"My immediate reaction was... I asked, did she know who it was? No. What colour were they? She said it was a black person.
"I went up and down areas with a cosh, hoping I'd be approached by somebody – I'm ashamed to say that – and I did it for maybe a week, hoping some [making air quotes with his fingers] "black b******" would come out of a pub and have a go at me about something, you know? So that I could kill him."
Neeson's revelation, and the language he used, provoked an immediate response on social media, with many accusing him of racism for demanding to know the ethnicity of his friend's attacker.
His use of racist language, even to describe his extreme emotions in the heat of the moment, was described as 'disgusting' by one Twitter user.
Another said: 'It reinforces the idea that people of colour, and especially black men, are collectively responsible for the misdeeds of one.'
Radio 1 presenter Clara Amfo said she was 'thinking about what broadcaster/host Liam Neeson is gonna use to try to exonerate himself from that "admission" of his'.
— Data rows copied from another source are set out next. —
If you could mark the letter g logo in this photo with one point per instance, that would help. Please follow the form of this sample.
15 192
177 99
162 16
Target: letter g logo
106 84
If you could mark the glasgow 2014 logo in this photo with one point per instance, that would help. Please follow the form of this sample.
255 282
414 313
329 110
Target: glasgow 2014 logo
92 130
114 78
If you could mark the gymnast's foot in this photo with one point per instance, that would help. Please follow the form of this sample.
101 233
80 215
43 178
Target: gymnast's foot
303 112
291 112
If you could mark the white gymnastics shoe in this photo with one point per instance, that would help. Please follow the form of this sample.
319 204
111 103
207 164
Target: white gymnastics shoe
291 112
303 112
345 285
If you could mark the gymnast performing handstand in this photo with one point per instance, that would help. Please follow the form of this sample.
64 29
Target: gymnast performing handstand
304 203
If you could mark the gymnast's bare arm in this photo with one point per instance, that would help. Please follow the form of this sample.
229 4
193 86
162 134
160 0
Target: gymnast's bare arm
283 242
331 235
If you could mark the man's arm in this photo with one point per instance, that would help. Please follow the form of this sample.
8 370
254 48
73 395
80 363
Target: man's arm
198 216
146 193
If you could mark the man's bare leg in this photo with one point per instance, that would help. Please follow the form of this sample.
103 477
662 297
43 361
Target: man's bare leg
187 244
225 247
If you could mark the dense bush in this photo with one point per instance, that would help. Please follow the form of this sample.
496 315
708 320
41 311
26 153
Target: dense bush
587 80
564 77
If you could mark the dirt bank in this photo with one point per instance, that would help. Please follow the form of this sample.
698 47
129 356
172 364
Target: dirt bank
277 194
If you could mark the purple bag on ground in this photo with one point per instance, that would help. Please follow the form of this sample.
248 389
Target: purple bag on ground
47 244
Irish novelist Marian Keyes posted: 'I am mortified by Liam Neeson.'
Hollyoaks actress Annie Wallace wrote: 'Liam Neeson... DAMN! What's wrong with people these days... not just the horrible thoughts and deeds, but saying things out loud, in a career-ending kinda way.'
Frederick Joseph, who launched a GoFundMe appeal to help take underprivileged children from Harlem in New York to see the Oscar-nominated superhero film Black Panther, tweeted: 'Liam Neeson being ready to take any Black life over what one person allegedly did just shows how meaningless and inconsequential black lives are to some.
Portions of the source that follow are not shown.